Since its inception in the 1960s, Florida Keys Community College has had a Marine Engineering building.
The single-story, concrete-floor structure with automotive bays that also houses welding art classes and faculty offices finally is going to be replaced with a new, $7.6 million state-of-the-art building with a marine design center, construction bays, propulsion labs and broadband access.
That Internet access will be paired with powerful computers that run computer-aided design software for engine schematics, boat building and vessel repair. Using the software, students will be able to design boats on a computer before they start building them, said William Miner, the welding and fabrication professor in the college's Department of Marine Engineering.
"We've needed it very badly," Miner said Tuesday of the 18,800-square-foot building set for groundbreaking in the fall. "The present propulsion building needs renovation badly.
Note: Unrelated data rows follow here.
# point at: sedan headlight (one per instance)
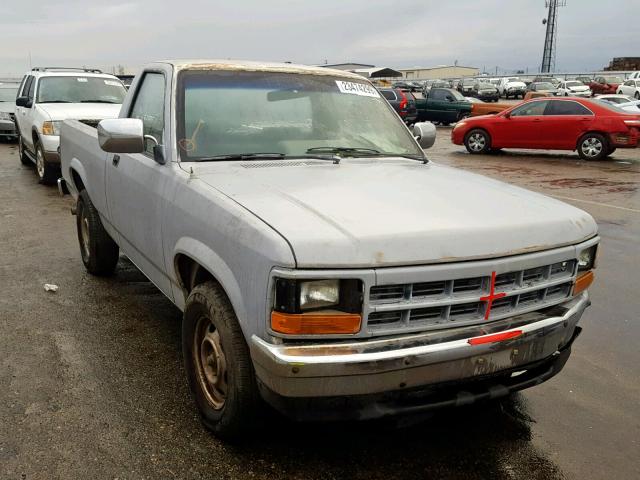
(51, 128)
(587, 258)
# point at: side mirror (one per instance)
(23, 102)
(425, 134)
(121, 135)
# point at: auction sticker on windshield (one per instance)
(355, 88)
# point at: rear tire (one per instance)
(98, 250)
(47, 173)
(218, 365)
(593, 146)
(477, 141)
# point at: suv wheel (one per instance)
(593, 146)
(46, 171)
(24, 159)
(477, 141)
(217, 362)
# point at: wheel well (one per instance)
(604, 134)
(77, 180)
(191, 273)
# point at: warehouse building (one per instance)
(441, 71)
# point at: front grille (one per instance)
(463, 301)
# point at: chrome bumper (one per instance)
(391, 364)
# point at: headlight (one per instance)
(51, 128)
(317, 307)
(587, 258)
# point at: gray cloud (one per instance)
(398, 33)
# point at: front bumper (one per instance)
(309, 370)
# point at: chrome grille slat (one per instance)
(462, 300)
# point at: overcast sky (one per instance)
(399, 33)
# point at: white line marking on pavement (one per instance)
(635, 210)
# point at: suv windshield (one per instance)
(71, 89)
(8, 94)
(294, 115)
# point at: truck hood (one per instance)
(80, 111)
(364, 213)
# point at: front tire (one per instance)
(593, 146)
(47, 173)
(217, 362)
(477, 141)
(24, 159)
(98, 250)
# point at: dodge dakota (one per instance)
(323, 264)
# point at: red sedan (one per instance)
(592, 127)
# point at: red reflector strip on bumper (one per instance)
(496, 337)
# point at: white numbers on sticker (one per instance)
(355, 88)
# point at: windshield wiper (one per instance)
(241, 156)
(347, 151)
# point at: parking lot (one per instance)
(92, 380)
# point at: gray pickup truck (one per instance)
(323, 263)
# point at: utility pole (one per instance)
(549, 53)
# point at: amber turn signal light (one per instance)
(315, 323)
(583, 282)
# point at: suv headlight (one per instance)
(51, 128)
(587, 258)
(311, 307)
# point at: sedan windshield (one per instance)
(8, 94)
(71, 89)
(235, 114)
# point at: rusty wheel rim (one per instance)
(211, 363)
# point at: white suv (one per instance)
(47, 97)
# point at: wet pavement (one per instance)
(92, 384)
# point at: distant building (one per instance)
(624, 63)
(441, 71)
(347, 66)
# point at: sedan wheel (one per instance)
(477, 141)
(593, 146)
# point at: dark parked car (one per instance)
(485, 91)
(403, 102)
(465, 86)
(442, 105)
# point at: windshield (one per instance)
(80, 90)
(8, 94)
(226, 113)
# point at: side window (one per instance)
(388, 95)
(530, 109)
(148, 106)
(31, 88)
(563, 107)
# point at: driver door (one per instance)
(136, 184)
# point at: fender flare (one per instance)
(216, 266)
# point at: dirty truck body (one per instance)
(358, 284)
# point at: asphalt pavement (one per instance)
(92, 383)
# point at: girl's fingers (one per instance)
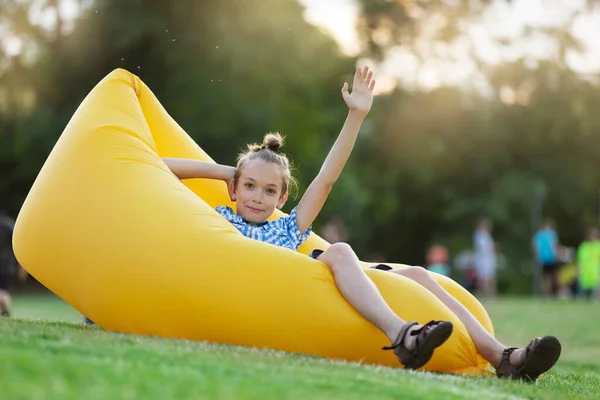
(345, 87)
(368, 80)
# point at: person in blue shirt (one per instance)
(259, 184)
(545, 247)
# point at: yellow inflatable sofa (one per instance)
(108, 228)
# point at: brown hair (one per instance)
(268, 151)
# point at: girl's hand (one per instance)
(361, 98)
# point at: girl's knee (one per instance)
(339, 255)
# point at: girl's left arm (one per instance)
(359, 103)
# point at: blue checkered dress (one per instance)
(282, 232)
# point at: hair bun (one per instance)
(272, 141)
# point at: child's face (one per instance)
(258, 191)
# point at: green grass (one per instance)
(44, 357)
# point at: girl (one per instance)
(259, 184)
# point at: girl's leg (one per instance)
(489, 348)
(356, 287)
(362, 294)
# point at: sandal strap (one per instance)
(400, 339)
(415, 332)
(506, 354)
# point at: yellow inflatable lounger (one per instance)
(108, 228)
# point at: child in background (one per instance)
(588, 262)
(437, 260)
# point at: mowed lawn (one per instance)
(47, 353)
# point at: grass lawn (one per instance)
(47, 353)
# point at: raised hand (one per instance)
(361, 98)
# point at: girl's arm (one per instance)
(359, 103)
(185, 168)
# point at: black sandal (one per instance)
(538, 357)
(428, 337)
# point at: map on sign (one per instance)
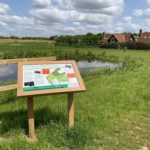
(49, 76)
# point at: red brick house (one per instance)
(143, 37)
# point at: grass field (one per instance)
(114, 112)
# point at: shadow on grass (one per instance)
(15, 120)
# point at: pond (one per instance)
(85, 65)
(9, 72)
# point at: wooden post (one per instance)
(71, 109)
(31, 128)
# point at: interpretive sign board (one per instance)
(49, 77)
(40, 78)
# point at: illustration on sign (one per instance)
(48, 76)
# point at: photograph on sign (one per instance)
(48, 76)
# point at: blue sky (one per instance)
(58, 17)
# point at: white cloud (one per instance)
(127, 25)
(147, 1)
(41, 3)
(142, 13)
(4, 8)
(51, 17)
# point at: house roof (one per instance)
(144, 38)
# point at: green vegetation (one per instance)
(89, 39)
(114, 112)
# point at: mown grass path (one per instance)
(114, 113)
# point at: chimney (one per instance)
(103, 34)
(140, 33)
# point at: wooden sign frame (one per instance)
(21, 93)
(30, 94)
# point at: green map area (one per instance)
(61, 77)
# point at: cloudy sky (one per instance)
(57, 17)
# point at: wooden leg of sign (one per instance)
(31, 128)
(71, 109)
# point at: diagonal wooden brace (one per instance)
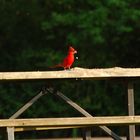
(82, 111)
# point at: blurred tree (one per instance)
(35, 34)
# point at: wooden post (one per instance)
(85, 113)
(131, 109)
(10, 130)
(86, 134)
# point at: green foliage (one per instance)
(35, 34)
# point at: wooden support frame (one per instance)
(75, 73)
(74, 121)
(131, 110)
(11, 130)
(85, 113)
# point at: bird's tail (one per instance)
(57, 66)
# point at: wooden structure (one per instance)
(14, 124)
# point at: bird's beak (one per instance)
(75, 51)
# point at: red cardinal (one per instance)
(68, 60)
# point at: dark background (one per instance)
(35, 34)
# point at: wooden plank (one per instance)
(73, 73)
(76, 121)
(84, 112)
(26, 106)
(36, 128)
(131, 109)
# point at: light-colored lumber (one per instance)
(73, 73)
(76, 121)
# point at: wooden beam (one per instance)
(36, 128)
(76, 121)
(84, 112)
(131, 109)
(73, 73)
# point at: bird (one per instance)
(68, 60)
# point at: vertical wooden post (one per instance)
(131, 109)
(10, 131)
(87, 134)
(84, 112)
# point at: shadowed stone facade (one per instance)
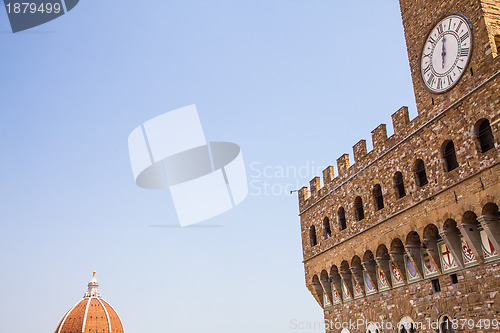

It's barely above flood level and it's most cost-effective to build a new one."
In addition to its age, the building is large enough for only four boats at a time; at times three or four students will be assigned an outboard or inboard engine on which to learn their skills, he said.
"Really what we're doing is a complete upgrade and overhaul of our facilities so we can work on engines in one area and fiberglass techniques in a separate area attached to the building," Miner said. The separation is important. The application of fiberglass requires chemicals that can be abrasive. Glass strands can float 100 feet and farther and get embedded under the skin. Students working on engines nearby can easily be irritated by the fiberglass, paint fumes or other chemicals.
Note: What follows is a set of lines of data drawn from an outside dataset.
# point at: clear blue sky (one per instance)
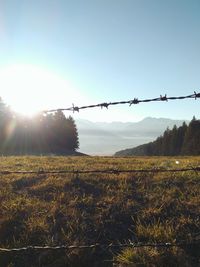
(109, 50)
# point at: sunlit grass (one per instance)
(57, 209)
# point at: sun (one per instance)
(29, 89)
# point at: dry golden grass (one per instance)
(41, 209)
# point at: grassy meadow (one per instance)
(71, 209)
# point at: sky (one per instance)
(55, 53)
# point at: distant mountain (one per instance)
(103, 138)
(183, 140)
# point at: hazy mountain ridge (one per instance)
(104, 138)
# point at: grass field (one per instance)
(72, 209)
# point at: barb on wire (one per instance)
(108, 171)
(130, 102)
(100, 246)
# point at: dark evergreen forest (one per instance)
(43, 134)
(184, 140)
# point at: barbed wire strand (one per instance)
(108, 171)
(130, 102)
(101, 246)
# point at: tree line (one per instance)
(183, 140)
(42, 134)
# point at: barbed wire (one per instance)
(101, 246)
(108, 171)
(130, 102)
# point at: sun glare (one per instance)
(28, 89)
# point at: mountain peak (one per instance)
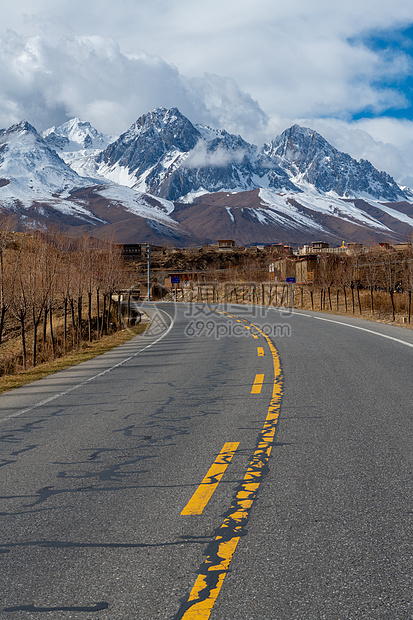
(74, 135)
(21, 126)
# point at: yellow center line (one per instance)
(204, 492)
(256, 388)
(213, 571)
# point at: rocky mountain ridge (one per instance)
(172, 180)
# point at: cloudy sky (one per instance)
(254, 67)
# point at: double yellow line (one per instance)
(213, 571)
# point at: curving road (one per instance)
(234, 463)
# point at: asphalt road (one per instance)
(310, 514)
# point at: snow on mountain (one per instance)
(76, 135)
(31, 171)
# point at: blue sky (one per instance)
(254, 68)
(391, 45)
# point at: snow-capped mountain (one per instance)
(75, 135)
(308, 157)
(38, 185)
(30, 170)
(166, 178)
(165, 155)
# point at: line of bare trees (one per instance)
(380, 273)
(56, 292)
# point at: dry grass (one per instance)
(87, 352)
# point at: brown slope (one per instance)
(208, 218)
(107, 218)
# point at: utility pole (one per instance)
(148, 258)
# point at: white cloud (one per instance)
(252, 68)
(200, 157)
(91, 78)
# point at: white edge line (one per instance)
(363, 329)
(100, 374)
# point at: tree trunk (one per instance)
(51, 329)
(65, 324)
(89, 316)
(2, 315)
(23, 335)
(46, 310)
(392, 304)
(72, 308)
(35, 343)
(104, 315)
(98, 313)
(79, 319)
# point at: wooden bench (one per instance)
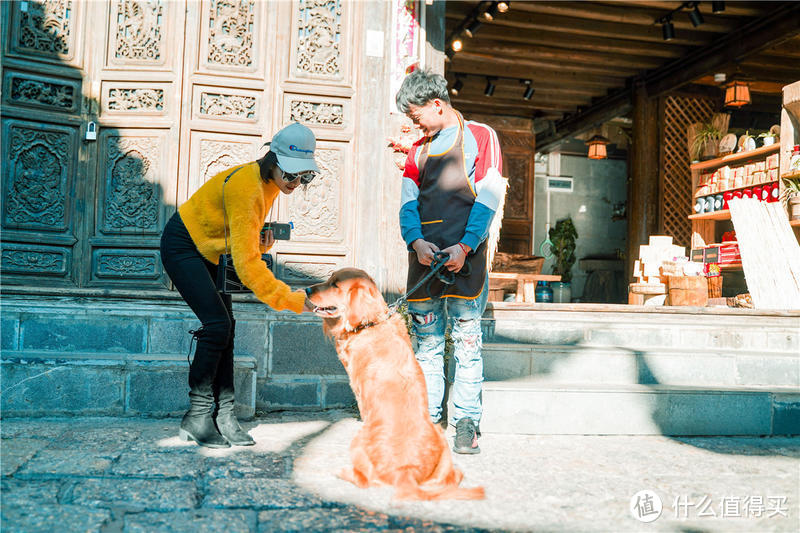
(524, 285)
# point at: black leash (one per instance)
(446, 277)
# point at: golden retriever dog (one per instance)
(397, 445)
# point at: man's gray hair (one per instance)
(419, 88)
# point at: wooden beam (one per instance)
(736, 8)
(596, 28)
(644, 176)
(623, 13)
(483, 46)
(550, 64)
(518, 102)
(481, 68)
(541, 85)
(602, 111)
(780, 24)
(581, 42)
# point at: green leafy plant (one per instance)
(791, 188)
(706, 135)
(563, 237)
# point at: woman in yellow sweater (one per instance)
(191, 244)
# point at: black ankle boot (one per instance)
(225, 394)
(230, 429)
(201, 429)
(198, 422)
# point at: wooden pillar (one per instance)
(644, 170)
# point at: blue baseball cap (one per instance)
(294, 147)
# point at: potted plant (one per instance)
(562, 237)
(791, 197)
(705, 144)
(768, 138)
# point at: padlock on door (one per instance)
(91, 131)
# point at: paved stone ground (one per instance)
(134, 475)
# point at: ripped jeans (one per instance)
(429, 319)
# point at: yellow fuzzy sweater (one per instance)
(248, 200)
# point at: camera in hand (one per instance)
(281, 231)
(228, 281)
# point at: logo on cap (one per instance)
(296, 149)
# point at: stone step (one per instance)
(639, 327)
(553, 364)
(108, 384)
(530, 408)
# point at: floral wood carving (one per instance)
(216, 156)
(45, 26)
(120, 99)
(318, 113)
(34, 262)
(231, 30)
(38, 92)
(227, 105)
(139, 26)
(132, 201)
(320, 33)
(39, 168)
(315, 209)
(116, 265)
(516, 198)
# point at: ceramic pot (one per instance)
(794, 207)
(562, 293)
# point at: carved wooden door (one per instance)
(42, 159)
(250, 73)
(178, 92)
(518, 162)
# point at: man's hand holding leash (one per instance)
(425, 251)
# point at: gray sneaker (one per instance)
(466, 440)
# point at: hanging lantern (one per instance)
(737, 93)
(597, 147)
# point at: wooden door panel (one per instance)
(38, 178)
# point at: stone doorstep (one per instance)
(609, 364)
(43, 384)
(639, 410)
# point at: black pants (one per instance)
(211, 372)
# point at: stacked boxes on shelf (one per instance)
(757, 179)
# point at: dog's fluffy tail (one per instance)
(409, 489)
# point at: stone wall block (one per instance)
(337, 394)
(9, 333)
(274, 395)
(301, 348)
(93, 334)
(50, 388)
(786, 414)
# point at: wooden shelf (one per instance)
(725, 214)
(736, 158)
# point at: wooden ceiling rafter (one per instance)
(584, 58)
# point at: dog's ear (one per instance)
(364, 303)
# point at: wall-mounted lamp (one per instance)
(529, 90)
(667, 28)
(695, 16)
(472, 28)
(597, 147)
(457, 86)
(489, 90)
(737, 93)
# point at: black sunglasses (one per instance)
(306, 177)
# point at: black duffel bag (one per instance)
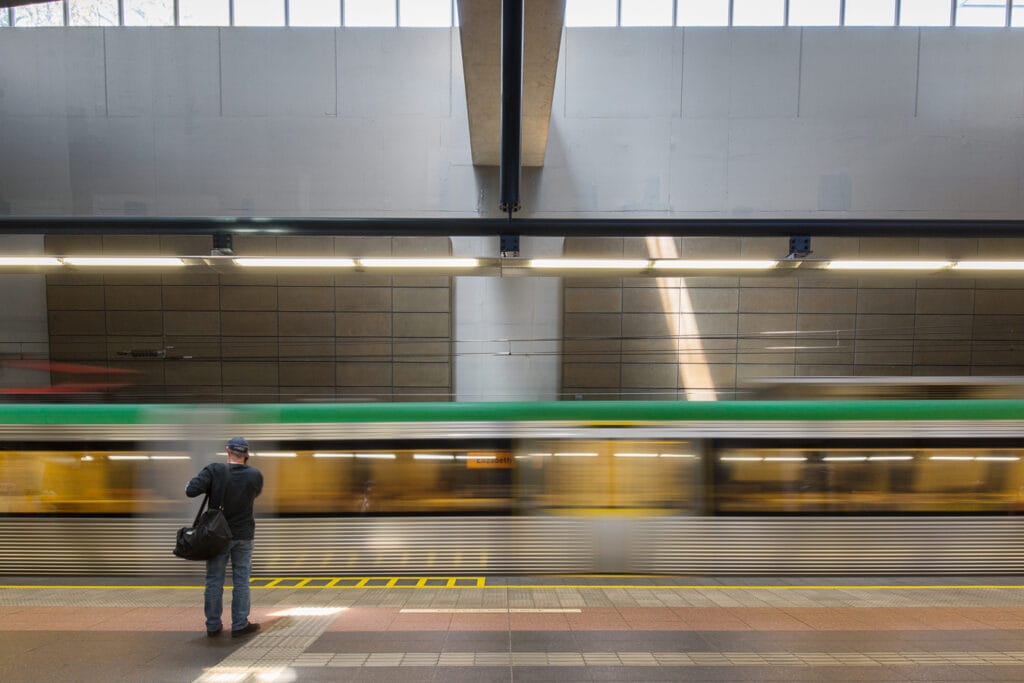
(209, 536)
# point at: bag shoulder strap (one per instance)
(202, 507)
(225, 475)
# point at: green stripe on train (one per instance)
(595, 412)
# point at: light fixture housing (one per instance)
(841, 264)
(125, 261)
(294, 262)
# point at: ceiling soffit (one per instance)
(481, 58)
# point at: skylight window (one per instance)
(314, 12)
(148, 12)
(93, 12)
(203, 12)
(813, 12)
(646, 12)
(981, 12)
(370, 13)
(259, 12)
(758, 12)
(870, 12)
(924, 12)
(702, 12)
(591, 12)
(425, 13)
(49, 13)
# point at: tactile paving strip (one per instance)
(912, 658)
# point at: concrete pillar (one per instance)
(23, 316)
(507, 330)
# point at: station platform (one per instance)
(519, 629)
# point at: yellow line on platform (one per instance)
(478, 584)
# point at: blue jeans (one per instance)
(241, 553)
Though the building is left open to ventilate airborne materials and paint fumes, the new building will have air systems to keep air clean and students cooler.
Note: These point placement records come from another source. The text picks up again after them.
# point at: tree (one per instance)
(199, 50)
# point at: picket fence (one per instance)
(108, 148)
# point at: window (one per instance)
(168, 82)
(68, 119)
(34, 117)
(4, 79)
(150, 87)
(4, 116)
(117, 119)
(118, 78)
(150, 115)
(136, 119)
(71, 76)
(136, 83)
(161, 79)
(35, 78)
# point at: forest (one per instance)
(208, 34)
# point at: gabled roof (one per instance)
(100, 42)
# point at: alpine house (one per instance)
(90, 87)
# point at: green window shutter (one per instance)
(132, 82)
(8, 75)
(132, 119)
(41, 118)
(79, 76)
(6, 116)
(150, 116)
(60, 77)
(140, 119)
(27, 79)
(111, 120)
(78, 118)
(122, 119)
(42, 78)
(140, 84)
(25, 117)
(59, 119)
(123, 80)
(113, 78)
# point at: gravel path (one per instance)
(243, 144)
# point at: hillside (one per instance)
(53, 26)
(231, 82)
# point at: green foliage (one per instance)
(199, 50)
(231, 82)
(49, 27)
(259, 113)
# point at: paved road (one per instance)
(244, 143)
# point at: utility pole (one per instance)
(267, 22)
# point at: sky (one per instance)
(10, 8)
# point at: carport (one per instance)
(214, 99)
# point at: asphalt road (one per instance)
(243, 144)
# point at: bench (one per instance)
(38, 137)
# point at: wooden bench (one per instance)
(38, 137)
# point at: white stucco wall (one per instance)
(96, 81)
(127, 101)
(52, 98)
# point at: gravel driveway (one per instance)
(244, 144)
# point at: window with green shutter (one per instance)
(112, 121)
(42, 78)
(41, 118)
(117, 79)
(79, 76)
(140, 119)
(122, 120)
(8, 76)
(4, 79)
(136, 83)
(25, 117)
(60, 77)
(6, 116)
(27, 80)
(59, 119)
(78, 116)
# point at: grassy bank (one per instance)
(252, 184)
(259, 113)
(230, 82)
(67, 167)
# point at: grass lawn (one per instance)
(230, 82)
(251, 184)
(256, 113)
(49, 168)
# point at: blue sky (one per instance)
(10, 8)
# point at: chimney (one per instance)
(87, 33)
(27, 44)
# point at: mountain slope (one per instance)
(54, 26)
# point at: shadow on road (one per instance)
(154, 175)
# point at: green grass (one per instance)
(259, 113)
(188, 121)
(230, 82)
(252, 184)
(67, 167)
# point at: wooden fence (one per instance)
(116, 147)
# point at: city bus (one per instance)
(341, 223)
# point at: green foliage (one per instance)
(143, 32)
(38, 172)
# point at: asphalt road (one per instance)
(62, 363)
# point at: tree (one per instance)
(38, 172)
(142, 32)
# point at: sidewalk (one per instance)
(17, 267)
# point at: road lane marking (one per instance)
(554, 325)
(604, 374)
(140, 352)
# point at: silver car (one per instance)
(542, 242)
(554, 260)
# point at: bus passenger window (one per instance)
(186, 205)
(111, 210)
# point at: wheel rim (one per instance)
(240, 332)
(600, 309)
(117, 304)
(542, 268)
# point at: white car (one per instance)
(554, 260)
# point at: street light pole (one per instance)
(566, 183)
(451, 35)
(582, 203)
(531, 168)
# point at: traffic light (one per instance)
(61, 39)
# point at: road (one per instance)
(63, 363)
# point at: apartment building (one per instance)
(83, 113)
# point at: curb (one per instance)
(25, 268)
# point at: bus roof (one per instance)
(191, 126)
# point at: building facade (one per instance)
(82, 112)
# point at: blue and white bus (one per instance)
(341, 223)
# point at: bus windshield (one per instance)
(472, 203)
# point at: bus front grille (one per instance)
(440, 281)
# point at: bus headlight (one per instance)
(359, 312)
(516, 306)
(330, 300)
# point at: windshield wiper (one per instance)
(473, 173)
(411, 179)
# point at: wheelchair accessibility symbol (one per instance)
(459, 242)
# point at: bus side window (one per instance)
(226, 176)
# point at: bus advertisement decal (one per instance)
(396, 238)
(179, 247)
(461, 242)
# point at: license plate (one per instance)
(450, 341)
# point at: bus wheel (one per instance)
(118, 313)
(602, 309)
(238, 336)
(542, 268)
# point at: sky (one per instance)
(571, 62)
"The new building will have 10 bays," Miner said. "We'll be able to pull the boats under the building and raise the engines through a hole into the first floor and work in the air conditioning."
The new facility will include two- and four-cycle outboard testing tanks to run the water-cooled engines and a separate area for diesel engine repair, Miner said.
The classrooms, which will be on the second floor, will be wired for the Internet, too, with what Miner calls "smart classrooms."
"We can host virtual classrooms where students can work in real time with instructors online; we'll have interactive computer screens, computer aided design, and overhead projectors for teaching schematics and other blueprints," he said.
The building has been a longtime dream. The college requested $7.6 million in Public Education Outlay Funds for the new building three years ago. It received about $3 million in fall 2007 and the remaining $4.6 million last month when the Legislature included the money in the state budget, college spokeswoman Amber Ernst-Leonard said. "We held on to the first $3 million, but now that we have the rest, we can start building it," she said.
The building will take about 18 months to complete, Miner said.
The college will name the building after anyone who donates at least 50 percent of the construction and equipment costs, Ernst-Leonard said. Donations will allow the college to use the state money for construction elsewhere on campus.